Bild: Würde auch in Moskau auftreten: Conchita Wurst bei ihrer Buchpremiere in…
BERLIN taz | Um das Haar in der Suppe gleich zu benennen: „Rise Like A
Phoenix“ war kommerziell nicht der stärkste Titel des letzten Eurovision
Song Contest. Klang wie ein James-Bond-Soundtrack und empfahl sich für
einen zukünftigen Film mit Daniel Craig etwa, ganz in den Spuren, die
Shirley Bassey (und Sean Connery) hinterließen. Die niederländischen Common
Linnets und ihr „Calm After The Storm“ waren radio- und charttauglicher.
Doch [1][Conchita Wurst], mit bürgerlichem Namen Tom Neuwirth, wurde zur
Celebrity. Jetzt stellte sie in Berlin ihre Memoiren vor.
Sie weiß natürlich um die Ambitioniertheit, Lebenserinnerungen zu
verfassen, wenn man selbst erst 26 Jahre jung ist: „Die Idee für meine
Biographie wurde an mich herantragen. Ich dachte, wie anmaßend ist das
denn, das auf den Markt zu werfen. Aber ich bin nicht beratungsresistent
und habe mir erklären lassen, wie das gehen könnte. Wichtig war mir, dass
es viele Bilder enthält. Ich konsumiere am liebsten Bücher mit vielen
Bildern. Vier Tage habe ich meinem Ghostwriter meine Geschichte erzählt.

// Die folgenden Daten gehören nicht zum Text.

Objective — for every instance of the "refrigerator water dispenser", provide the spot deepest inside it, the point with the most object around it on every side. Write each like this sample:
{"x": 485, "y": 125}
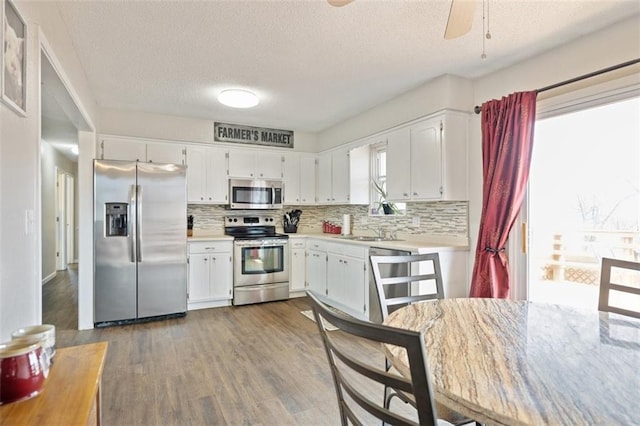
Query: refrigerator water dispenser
{"x": 116, "y": 219}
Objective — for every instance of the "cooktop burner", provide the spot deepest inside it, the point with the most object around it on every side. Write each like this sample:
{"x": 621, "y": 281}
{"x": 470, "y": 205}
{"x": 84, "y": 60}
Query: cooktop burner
{"x": 251, "y": 227}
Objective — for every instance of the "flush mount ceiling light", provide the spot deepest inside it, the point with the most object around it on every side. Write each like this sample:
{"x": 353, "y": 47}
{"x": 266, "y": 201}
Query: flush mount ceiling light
{"x": 237, "y": 98}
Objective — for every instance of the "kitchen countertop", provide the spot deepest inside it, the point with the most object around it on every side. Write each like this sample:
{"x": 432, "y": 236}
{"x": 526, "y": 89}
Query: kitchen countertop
{"x": 411, "y": 243}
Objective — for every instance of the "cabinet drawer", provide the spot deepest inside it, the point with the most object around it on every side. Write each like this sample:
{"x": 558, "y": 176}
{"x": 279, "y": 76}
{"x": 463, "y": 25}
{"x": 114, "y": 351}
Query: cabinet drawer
{"x": 352, "y": 250}
{"x": 297, "y": 243}
{"x": 317, "y": 245}
{"x": 210, "y": 247}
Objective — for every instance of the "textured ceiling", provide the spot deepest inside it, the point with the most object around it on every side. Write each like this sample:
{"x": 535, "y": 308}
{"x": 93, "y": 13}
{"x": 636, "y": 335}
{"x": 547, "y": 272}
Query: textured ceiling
{"x": 311, "y": 64}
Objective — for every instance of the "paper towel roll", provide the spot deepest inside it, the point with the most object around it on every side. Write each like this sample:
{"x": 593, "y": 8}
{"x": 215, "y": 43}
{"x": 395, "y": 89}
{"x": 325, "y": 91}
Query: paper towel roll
{"x": 346, "y": 224}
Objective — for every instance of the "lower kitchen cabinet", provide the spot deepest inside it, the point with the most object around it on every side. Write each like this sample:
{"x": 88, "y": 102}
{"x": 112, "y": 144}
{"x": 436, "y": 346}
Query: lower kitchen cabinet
{"x": 347, "y": 278}
{"x": 210, "y": 274}
{"x": 298, "y": 267}
{"x": 317, "y": 267}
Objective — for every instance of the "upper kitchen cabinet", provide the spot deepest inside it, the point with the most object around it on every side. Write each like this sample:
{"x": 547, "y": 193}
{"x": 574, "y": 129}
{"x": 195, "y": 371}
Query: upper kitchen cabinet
{"x": 255, "y": 164}
{"x": 141, "y": 150}
{"x": 299, "y": 175}
{"x": 343, "y": 176}
{"x": 428, "y": 160}
{"x": 207, "y": 175}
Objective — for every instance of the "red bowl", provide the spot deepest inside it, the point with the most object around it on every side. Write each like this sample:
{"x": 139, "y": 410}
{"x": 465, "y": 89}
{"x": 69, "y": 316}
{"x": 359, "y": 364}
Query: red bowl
{"x": 23, "y": 369}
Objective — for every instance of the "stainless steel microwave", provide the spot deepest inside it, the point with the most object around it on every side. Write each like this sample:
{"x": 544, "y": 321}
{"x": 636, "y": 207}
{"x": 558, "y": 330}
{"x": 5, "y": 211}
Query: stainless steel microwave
{"x": 255, "y": 194}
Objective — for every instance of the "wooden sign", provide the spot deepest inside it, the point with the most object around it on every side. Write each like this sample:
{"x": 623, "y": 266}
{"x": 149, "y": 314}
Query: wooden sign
{"x": 223, "y": 132}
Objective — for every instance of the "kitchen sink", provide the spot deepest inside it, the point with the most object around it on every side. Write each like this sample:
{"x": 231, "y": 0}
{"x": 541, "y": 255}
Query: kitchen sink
{"x": 367, "y": 238}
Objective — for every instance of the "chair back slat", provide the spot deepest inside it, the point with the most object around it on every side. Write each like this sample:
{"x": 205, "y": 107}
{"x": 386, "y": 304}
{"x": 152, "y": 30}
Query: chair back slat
{"x": 346, "y": 367}
{"x": 420, "y": 269}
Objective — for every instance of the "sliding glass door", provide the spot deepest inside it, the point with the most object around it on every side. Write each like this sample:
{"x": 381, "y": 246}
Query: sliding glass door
{"x": 583, "y": 202}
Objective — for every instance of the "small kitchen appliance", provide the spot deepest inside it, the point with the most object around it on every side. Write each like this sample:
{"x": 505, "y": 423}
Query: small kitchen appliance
{"x": 260, "y": 259}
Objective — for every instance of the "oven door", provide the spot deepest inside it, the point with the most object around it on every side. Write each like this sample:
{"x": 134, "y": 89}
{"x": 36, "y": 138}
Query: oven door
{"x": 260, "y": 261}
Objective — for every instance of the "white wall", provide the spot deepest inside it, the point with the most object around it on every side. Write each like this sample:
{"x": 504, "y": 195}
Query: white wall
{"x": 50, "y": 160}
{"x": 181, "y": 129}
{"x": 444, "y": 92}
{"x": 20, "y": 253}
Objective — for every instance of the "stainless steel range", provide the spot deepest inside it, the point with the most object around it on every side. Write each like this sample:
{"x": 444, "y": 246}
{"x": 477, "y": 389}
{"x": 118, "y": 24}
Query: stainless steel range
{"x": 260, "y": 259}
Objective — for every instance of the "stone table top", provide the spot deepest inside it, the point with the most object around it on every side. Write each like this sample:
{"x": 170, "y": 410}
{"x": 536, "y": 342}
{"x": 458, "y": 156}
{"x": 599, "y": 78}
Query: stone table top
{"x": 524, "y": 363}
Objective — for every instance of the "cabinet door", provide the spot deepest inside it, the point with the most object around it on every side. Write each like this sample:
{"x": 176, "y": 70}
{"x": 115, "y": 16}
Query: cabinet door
{"x": 165, "y": 153}
{"x": 196, "y": 173}
{"x": 335, "y": 278}
{"x": 241, "y": 163}
{"x": 340, "y": 176}
{"x": 268, "y": 165}
{"x": 353, "y": 284}
{"x": 308, "y": 179}
{"x": 216, "y": 177}
{"x": 198, "y": 277}
{"x": 298, "y": 269}
{"x": 426, "y": 161}
{"x": 317, "y": 272}
{"x": 291, "y": 178}
{"x": 324, "y": 178}
{"x": 221, "y": 278}
{"x": 123, "y": 149}
{"x": 398, "y": 165}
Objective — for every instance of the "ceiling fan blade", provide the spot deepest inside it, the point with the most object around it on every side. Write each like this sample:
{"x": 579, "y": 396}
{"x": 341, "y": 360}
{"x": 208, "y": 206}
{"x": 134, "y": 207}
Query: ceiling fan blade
{"x": 339, "y": 3}
{"x": 460, "y": 18}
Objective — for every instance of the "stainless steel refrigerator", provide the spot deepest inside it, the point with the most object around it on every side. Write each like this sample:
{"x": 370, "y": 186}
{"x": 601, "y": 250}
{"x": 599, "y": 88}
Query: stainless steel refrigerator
{"x": 140, "y": 240}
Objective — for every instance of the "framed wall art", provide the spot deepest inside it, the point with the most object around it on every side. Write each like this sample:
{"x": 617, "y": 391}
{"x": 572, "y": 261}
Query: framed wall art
{"x": 13, "y": 60}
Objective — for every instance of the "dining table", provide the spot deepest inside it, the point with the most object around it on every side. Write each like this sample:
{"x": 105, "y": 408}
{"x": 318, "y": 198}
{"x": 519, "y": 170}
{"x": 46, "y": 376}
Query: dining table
{"x": 507, "y": 362}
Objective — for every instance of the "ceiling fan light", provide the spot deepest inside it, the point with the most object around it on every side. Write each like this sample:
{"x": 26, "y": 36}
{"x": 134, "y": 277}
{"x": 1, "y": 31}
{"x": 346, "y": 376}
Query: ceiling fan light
{"x": 238, "y": 98}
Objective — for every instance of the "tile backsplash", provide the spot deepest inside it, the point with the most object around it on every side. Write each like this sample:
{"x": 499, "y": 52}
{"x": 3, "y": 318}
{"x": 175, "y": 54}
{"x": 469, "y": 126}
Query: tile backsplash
{"x": 448, "y": 218}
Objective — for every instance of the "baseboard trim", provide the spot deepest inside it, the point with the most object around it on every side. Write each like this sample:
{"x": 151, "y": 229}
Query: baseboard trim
{"x": 48, "y": 277}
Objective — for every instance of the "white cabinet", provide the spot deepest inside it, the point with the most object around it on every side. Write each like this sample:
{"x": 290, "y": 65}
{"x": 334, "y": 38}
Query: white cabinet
{"x": 428, "y": 160}
{"x": 347, "y": 278}
{"x": 210, "y": 274}
{"x": 298, "y": 267}
{"x": 317, "y": 267}
{"x": 299, "y": 176}
{"x": 343, "y": 176}
{"x": 141, "y": 150}
{"x": 255, "y": 164}
{"x": 207, "y": 178}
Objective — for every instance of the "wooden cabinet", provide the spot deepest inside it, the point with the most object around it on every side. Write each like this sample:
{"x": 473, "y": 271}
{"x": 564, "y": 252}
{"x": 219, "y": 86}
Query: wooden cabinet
{"x": 298, "y": 268}
{"x": 141, "y": 150}
{"x": 255, "y": 164}
{"x": 347, "y": 278}
{"x": 343, "y": 176}
{"x": 428, "y": 160}
{"x": 207, "y": 175}
{"x": 317, "y": 267}
{"x": 299, "y": 176}
{"x": 210, "y": 274}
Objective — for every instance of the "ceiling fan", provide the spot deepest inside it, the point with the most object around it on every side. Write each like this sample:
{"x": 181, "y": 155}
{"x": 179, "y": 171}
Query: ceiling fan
{"x": 460, "y": 16}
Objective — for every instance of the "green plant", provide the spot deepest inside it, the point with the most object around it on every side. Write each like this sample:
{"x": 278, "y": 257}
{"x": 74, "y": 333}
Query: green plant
{"x": 382, "y": 200}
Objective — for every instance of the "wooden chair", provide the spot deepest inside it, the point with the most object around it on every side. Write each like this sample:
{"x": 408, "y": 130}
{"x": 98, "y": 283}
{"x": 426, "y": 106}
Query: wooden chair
{"x": 400, "y": 290}
{"x": 348, "y": 370}
{"x": 607, "y": 285}
{"x": 402, "y": 280}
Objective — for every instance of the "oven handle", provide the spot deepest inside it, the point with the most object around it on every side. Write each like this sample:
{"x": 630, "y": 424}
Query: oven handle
{"x": 261, "y": 243}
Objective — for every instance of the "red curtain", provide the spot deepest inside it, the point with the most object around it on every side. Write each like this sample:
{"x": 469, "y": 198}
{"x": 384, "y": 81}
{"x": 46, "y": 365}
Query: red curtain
{"x": 507, "y": 142}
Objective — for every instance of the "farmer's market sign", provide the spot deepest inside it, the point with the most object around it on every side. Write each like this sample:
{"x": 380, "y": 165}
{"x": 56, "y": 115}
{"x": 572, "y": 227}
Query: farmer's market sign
{"x": 223, "y": 132}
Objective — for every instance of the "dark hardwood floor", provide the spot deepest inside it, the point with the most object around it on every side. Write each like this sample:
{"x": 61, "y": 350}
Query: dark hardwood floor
{"x": 258, "y": 364}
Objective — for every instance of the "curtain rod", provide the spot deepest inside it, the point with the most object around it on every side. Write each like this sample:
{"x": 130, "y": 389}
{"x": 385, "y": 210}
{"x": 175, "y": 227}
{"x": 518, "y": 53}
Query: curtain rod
{"x": 478, "y": 109}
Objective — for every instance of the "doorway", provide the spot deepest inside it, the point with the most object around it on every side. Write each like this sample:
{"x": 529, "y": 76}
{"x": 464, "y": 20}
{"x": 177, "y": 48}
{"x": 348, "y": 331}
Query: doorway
{"x": 65, "y": 225}
{"x": 583, "y": 200}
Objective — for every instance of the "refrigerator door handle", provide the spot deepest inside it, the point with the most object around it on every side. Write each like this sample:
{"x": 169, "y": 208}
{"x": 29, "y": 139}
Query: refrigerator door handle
{"x": 132, "y": 224}
{"x": 139, "y": 223}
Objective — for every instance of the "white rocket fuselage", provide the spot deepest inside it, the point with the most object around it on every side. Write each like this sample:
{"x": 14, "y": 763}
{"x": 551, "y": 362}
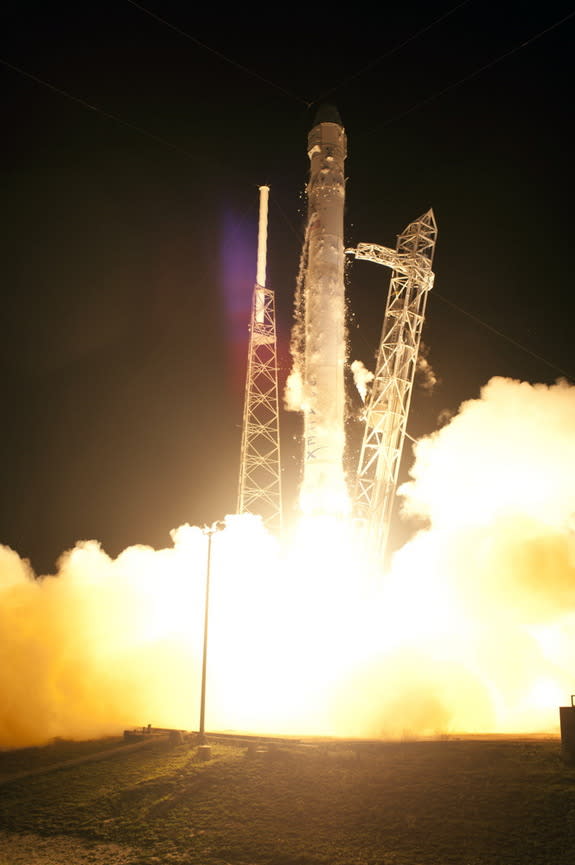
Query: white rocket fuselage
{"x": 324, "y": 489}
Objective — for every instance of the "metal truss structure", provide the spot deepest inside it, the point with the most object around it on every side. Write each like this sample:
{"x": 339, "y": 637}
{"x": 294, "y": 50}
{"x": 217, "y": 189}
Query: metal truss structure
{"x": 259, "y": 490}
{"x": 387, "y": 404}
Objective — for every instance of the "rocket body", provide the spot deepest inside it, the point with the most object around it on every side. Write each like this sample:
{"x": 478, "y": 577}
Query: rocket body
{"x": 324, "y": 489}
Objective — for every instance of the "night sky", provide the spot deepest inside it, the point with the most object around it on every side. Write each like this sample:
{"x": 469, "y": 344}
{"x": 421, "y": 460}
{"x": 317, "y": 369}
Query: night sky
{"x": 129, "y": 232}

Auf das Ergebnis als Buch bin ich jetzt stolz.“
Conchita Wurst darf das sagen, ihr Leben als ESC-Siegerin von Kopenhagen
hat ihr ein Dauerabo auf den Catwalks der Welt beschert, politischen wie
jenen in der Welt des Entertainments. Jean-Paul Gaultier, Karl Lagerfeld,
Vivienne Westwood, Ban Ki-mun, EU-Parlament, Arte-Doku... Keine andere
ESC-Siegerin der vergangenen Jahrzehnte hat so sehr die Kriterien der Macht
im Popbusiness zu erfüllen, ja, auszufüllen vermocht.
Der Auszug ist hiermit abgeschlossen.